O TEMPO DE AMANHÃ
Jerzy Stuhr, Pagoda na jutro, Polônia, 2003

Já foi dito diversas vezes que a intensidade das frustrações corresponde às expectativas criadas. Pois bem, o engraçado início de O Tempo de Amanhã sugere que iremos assistir ao menos uma boa comédia. Num deboche à baboseira pop - ao estilo Padre Marcelo Rossi – que impregnou setores da Igreja Católica, somos apresentados a um monge que, após anos de clausura, é convidado a voltar ao mundo exterior, integrando a banda musical de sua ordem. Enquanto se apresenta em um festival, reconhecido pela esposa (que havia abandonado), é sumariamente expulso do convento e retorna à casa de sua família com a mesma surrada e cafona roupa de ginástica que usava quando saíra, 17 anos antes, para dar uma corrida e nunca mais voltar. Tudo isso acontece nos primeiros dez minutos do filme, durante os quais o diretor, roteirista e protagonista Stuhr (dono de vasta carreira como ator no cinema polonês) demonstra um ótimo senso de sátira e ironia e um aparente domínio de tempo cômico.

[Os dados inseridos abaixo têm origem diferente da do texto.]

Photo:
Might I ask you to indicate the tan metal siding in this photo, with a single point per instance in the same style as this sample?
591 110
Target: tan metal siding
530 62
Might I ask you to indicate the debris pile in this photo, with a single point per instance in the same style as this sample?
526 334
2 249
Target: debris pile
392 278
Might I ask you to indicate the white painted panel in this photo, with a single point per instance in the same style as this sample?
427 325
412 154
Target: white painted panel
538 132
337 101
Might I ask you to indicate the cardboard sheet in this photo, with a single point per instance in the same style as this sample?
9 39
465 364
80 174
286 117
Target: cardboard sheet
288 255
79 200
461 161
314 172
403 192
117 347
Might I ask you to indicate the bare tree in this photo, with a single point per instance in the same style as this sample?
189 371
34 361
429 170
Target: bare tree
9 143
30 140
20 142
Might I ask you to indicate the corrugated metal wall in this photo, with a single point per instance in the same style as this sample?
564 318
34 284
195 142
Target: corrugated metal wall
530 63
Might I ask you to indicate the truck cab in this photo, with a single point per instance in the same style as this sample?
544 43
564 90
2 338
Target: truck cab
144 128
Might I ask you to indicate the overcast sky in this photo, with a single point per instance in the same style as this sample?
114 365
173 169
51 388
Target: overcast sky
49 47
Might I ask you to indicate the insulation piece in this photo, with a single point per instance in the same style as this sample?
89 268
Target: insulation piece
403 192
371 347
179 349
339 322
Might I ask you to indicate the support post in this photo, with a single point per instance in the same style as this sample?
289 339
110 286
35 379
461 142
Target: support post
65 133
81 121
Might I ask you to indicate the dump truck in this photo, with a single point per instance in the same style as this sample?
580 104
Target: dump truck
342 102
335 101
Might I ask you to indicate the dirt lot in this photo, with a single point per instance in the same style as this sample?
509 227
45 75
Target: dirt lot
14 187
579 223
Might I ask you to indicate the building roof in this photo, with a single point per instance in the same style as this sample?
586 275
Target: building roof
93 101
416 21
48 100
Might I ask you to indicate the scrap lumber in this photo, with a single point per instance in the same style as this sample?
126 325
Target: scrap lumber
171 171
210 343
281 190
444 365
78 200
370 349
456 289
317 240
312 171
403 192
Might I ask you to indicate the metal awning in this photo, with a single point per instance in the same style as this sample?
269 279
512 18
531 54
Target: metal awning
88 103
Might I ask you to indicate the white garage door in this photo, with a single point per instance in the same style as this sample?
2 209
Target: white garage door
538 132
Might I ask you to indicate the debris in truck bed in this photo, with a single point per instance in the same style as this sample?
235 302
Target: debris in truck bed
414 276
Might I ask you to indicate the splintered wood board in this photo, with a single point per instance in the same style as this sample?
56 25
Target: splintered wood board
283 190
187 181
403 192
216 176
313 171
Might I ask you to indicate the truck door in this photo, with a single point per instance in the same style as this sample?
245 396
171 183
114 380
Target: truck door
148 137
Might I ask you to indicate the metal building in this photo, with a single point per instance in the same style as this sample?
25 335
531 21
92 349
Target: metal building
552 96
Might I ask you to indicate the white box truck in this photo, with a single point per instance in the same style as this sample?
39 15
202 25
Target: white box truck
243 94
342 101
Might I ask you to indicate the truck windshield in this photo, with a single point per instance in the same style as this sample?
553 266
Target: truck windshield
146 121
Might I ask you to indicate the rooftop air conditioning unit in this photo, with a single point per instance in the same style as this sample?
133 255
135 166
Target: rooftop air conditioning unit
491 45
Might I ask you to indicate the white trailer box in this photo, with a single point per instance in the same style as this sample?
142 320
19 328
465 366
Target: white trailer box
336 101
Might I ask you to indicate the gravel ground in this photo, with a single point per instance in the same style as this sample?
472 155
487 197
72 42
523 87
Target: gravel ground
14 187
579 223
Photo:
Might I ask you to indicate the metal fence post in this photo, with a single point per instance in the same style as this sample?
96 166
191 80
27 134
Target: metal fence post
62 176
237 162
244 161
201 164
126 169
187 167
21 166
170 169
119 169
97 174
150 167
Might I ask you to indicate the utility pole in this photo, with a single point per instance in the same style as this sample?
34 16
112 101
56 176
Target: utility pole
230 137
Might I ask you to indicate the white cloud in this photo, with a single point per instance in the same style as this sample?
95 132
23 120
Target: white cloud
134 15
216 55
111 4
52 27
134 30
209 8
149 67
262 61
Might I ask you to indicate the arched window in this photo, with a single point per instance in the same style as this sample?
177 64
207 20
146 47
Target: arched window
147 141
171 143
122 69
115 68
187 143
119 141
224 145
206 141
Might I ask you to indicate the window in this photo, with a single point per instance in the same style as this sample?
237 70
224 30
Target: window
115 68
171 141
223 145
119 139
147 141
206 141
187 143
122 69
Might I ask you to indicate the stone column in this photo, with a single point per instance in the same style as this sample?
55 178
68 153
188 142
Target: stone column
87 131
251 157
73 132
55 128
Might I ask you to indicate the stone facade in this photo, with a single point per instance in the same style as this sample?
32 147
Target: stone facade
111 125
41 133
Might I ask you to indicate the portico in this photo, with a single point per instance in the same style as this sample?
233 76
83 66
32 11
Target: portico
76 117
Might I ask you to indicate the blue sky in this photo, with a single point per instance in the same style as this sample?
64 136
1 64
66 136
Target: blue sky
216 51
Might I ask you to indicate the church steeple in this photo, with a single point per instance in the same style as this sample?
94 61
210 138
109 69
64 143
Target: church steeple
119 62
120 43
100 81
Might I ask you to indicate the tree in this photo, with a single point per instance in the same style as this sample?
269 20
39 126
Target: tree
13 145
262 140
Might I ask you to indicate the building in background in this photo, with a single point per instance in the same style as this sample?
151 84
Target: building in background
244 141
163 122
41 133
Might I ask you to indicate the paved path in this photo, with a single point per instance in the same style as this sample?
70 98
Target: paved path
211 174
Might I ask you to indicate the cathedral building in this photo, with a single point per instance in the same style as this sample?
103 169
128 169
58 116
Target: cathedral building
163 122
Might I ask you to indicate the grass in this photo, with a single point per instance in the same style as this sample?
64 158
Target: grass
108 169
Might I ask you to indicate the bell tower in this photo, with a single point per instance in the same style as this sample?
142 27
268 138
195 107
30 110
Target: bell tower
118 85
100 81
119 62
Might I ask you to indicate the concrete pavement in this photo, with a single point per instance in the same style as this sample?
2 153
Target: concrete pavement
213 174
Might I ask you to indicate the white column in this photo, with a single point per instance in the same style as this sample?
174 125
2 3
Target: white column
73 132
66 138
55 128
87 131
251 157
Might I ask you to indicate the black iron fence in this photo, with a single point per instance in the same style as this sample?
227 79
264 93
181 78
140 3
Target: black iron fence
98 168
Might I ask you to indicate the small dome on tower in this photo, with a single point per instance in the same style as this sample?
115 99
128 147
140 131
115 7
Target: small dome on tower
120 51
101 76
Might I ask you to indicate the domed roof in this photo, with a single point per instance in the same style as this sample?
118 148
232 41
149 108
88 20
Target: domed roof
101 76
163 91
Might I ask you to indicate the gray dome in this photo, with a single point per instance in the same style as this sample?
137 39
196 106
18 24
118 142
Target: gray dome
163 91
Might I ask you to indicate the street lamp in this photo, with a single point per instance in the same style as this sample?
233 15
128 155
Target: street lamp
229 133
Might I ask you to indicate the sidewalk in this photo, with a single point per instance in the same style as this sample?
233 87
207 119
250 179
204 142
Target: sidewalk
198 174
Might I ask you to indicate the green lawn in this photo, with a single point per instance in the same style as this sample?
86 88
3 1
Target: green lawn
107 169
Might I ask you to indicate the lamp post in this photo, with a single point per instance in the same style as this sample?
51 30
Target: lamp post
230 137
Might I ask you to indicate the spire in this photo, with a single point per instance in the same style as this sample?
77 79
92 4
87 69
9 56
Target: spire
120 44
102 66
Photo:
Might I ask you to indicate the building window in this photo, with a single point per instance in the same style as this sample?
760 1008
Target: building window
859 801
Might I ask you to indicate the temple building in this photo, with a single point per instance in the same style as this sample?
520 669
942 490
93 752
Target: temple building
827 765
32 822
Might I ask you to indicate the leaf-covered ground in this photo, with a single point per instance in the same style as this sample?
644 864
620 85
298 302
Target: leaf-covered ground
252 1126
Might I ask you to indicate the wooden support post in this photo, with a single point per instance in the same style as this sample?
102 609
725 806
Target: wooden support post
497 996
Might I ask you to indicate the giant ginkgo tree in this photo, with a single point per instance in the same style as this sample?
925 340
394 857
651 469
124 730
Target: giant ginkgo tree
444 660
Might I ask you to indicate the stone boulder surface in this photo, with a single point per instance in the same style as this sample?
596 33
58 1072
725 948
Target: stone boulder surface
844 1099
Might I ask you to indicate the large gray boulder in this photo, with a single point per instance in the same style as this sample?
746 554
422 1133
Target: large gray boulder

Mas logo em seguida começam as frustrações, com o tom satírico sendo abruptamente abandonado em prol de uma tosca e moralista crítica de costumes. A família de Jerzy Koziol (personagem de Stuhr) é apresentada como depositária de todos os “males do mundo moderno”: a esposa é uma dondoca fútil casada com o chefe de uma quadrilha de ladrões de carros, a filha mais velha exibe sua intimidade em um programa de TV, o filho assessora um político desonesto e a filha caçula é uma ninfomaníaca viciada em computador e namorada de um traficante. Convenhamos, é demais para uma só família. E Koziol, chocado em meio a toda a suposta degradação que a sociedade contemporânea encara com naturalidade, vai aos poucos assumindo, desastradamente, diga-se de passagem, o papel de salvador.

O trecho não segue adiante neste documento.